Dimanche dernier, Mathilde et moi avons, pour la première fois depuis notre déménagement, passé la journée dans la Petite-Patrie. Après plus de trois années vécues à cinq-dix minutes à pied du Marché Jean-Talon, de la SAQ Beaubien et du Marché Oriental St-Denis, nous nous sommes installé·e·s un peu plus à l’est, dans un appartement nous convenant mieux. Nous avons une plus grande cuisine et surtout une salle à manger où recevoir autant de personnes qu’on le désire!
Si ce n’eut été de la Petite-Patrie, je doute que ma vie aurait pris une trajectoire aussi gastrocentrique. L’accessibilité des aliments et condiments du monde entier dans un rayon de 800m intègre dans la quotidienneté des potentiels culinaires incommensurable. Dans son ouvrage Ordinary Affects, la professeure d’anthropologie Kathleen Stewart écrit : “The potential stored in ordinary things is a network of transfers and relays”. À l’échelle du quartier la Petite-Patrie, l’ordinaire est composé de tous les marchés, restaurants et comptoirs qui s’y trouvent. La nourriture y est l’un des réseaux qui articule l’ordinaire. Ce dernier, souvent à notre insu, oriente nos choix, nos idées et nos élans. C’est normal que l’ordinaire de la Petite-Patrie, vu sa composition, oriente ses habitant·e·s vers des trajectoires parsemées de potentiels culinaires. Tombant en tête-à-tête avec une boîte de limes sur laquelle une affiche indique « 10 pour 2,50$ », le potentiel contenu dans les limes est relayé vers l’esprit à travers l’affiche marquant la bonne offre. S’ouvrent à l’individu un éventail de possibilités culinaires, générées par le circuit limes-affiche-esprit.
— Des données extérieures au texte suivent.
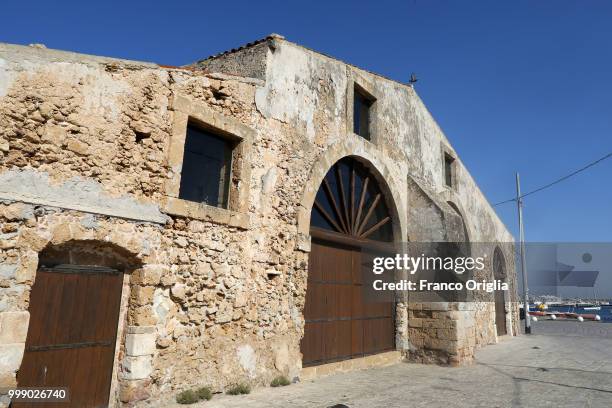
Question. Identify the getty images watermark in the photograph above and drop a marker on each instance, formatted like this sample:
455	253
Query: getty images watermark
413	265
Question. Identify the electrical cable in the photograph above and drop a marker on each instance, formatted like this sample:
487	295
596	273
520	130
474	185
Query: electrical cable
557	181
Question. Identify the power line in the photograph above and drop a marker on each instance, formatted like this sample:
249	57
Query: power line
557	181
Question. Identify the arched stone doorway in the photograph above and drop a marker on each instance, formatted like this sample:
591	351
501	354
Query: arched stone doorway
351	214
74	314
499	272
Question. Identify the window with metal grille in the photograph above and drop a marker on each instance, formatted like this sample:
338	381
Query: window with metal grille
207	163
362	104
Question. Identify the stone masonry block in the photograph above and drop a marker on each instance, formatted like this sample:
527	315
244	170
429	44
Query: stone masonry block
137	368
140	344
13	327
10	357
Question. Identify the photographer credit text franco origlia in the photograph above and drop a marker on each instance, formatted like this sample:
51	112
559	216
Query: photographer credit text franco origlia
412	265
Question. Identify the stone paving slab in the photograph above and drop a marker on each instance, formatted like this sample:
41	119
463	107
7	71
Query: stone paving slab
546	369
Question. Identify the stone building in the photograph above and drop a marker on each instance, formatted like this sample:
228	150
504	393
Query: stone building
160	224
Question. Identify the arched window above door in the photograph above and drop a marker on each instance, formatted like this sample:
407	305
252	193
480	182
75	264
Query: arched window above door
350	201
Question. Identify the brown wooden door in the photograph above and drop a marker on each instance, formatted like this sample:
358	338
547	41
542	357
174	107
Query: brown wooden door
339	323
71	338
500	313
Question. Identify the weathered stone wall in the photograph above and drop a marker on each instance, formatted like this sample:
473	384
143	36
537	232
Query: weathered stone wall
86	155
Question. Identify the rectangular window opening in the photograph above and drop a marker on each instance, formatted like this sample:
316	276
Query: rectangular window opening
362	103
207	165
448	169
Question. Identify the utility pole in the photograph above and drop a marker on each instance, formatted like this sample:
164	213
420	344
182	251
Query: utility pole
519	203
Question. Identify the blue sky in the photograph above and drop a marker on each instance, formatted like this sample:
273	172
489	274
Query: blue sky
516	86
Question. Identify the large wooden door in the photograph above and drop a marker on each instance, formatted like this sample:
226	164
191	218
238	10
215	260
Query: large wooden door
71	338
340	322
350	213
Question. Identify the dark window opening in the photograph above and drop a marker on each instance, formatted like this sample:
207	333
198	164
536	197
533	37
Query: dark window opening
207	163
361	113
448	169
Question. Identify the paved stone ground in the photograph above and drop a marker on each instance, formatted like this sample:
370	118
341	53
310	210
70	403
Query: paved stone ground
564	364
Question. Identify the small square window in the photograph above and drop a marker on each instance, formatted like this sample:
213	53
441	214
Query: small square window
361	113
448	169
207	163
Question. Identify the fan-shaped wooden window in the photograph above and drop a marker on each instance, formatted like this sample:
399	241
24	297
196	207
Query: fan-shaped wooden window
350	202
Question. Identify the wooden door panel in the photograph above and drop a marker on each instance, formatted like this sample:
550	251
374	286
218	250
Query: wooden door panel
71	337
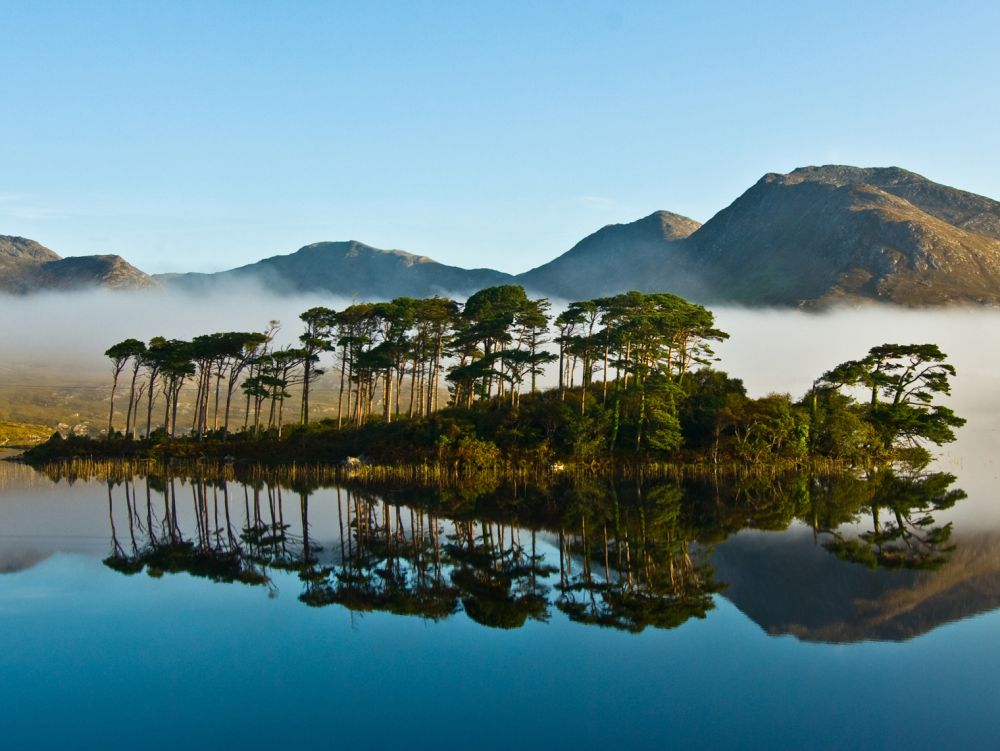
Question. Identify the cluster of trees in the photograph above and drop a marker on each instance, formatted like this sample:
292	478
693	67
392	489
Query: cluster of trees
491	348
634	374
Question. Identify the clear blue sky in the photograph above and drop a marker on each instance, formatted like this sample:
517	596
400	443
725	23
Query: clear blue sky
204	135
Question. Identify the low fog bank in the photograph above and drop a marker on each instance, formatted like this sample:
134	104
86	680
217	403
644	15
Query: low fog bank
784	351
74	328
59	340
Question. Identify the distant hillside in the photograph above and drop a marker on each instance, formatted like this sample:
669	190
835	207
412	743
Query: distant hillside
823	234
644	255
813	237
26	266
352	269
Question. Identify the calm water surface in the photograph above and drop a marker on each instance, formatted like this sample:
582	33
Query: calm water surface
161	612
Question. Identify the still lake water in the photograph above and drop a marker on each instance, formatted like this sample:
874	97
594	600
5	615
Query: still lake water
168	612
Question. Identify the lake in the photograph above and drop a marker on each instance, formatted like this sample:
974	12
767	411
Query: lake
166	611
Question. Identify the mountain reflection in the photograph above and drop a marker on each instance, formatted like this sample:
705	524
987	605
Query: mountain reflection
622	555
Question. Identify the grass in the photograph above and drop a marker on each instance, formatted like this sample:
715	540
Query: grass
22	435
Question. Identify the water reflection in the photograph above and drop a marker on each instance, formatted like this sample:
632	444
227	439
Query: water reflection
623	555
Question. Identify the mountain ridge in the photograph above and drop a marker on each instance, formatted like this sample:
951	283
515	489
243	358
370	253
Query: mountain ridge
812	237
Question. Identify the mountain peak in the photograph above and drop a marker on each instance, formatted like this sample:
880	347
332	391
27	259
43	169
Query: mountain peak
13	247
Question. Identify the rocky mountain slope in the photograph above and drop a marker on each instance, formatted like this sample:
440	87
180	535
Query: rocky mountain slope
812	237
352	269
26	266
640	255
823	234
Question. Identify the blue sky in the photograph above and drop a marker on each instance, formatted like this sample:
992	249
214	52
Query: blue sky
200	136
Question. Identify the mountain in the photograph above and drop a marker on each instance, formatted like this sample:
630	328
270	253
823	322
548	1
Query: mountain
351	269
823	234
643	255
810	238
26	266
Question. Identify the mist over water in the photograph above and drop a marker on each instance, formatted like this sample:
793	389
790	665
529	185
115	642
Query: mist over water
65	335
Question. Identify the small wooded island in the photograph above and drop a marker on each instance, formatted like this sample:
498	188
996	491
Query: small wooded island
635	385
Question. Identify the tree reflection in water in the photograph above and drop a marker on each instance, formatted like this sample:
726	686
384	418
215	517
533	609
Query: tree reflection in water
629	555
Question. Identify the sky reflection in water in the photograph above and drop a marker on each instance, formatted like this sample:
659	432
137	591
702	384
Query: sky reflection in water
95	659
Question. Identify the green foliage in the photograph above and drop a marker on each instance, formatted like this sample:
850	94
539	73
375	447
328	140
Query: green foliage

Ou encore, la salade de champignons se trouvant sur une des tables de la terrasse du Pichai, devant laquelle je passe en rentrant à la maison, peut activer une panoplie de potentiels : générer le désir d’aller sur une terrasse, celui de me réserver une soirée au Pichai ; rediriger mon trajet et aller acheter des champignons pour me faire une salade du même genre à la maison ; me rappeler les maitake grillés du Vin Papillon et pédaler le plus vite possible au marché Jean-Talon avant que le comptoir de champignons ne ferme ; fouiller la page Instagram du restaurant afin de trouver le nom de la sauce qui accompagne les champignons, et voir une autre recette qui remplacera ce que j’avais prévu cuisiner le lendemain, […].
Le réseau formant l’ordinaire de la Petite-Patrie est extrêmement stimulant sur le plan culinaire. Les potentiels ne cessent d’y éclore, ce qui propulse au plus haut niveau la créativité et le désir d’explorer des saveurs.
Depuis mon nouvel appartement du Vieux-Rosemont, j’ai deux fruiteries à littéralement 30 secondes de marche, ce qui est très, très agréable lorsque je suis au milieu d’une recette et qu’il me manque un ingrédient. Toutefois, les rencontres comme celles qui étaient usuelles dans la Petite-Patrie se font beaucoup plus rares… voire inexistantes. En échange d’un écosystème alimentaire complet : Al Khair, Sabor Latino, Marché Oriental St-Denis, Fumagalli, Tassili, Marché Andes, Hour Hong, etc., je me retrouve entouré des supermarchés Maxi, IGA, Métro et Provigo (oui, les 4) ; il y a les fruiteries, et c’est bien, mais les produits offerts dans tous ces différents centres d’alimentation ne varient pas. L’ordinaire est un peu moins inspirant. Tout comme The Clash, au milieu des allées du gigantesque Provigo Angus, je me sens “all lost in the supermarket”. Je me demande toujours comment un endroit si grand, qui promet autant, n’offre qu’en réalité si peu.
I'm all lost in the supermarket
I can no longer shop happily
I came in here for a special offer
A guaranteed personality
I'm all lost
I'm all lost
I'm all lost
Même si ça sonne un peu négatif, ce ne l’est pas tant que cela! C’est juste que mon nouvel ordinaire issu du changement quartier me force à transformer mon rapport à ma pratique de la cuisine. Et je crois qu’après tout, c’est pour le mieux, je vous expliquerai pourquoi et comment dans une prochaine infolettre.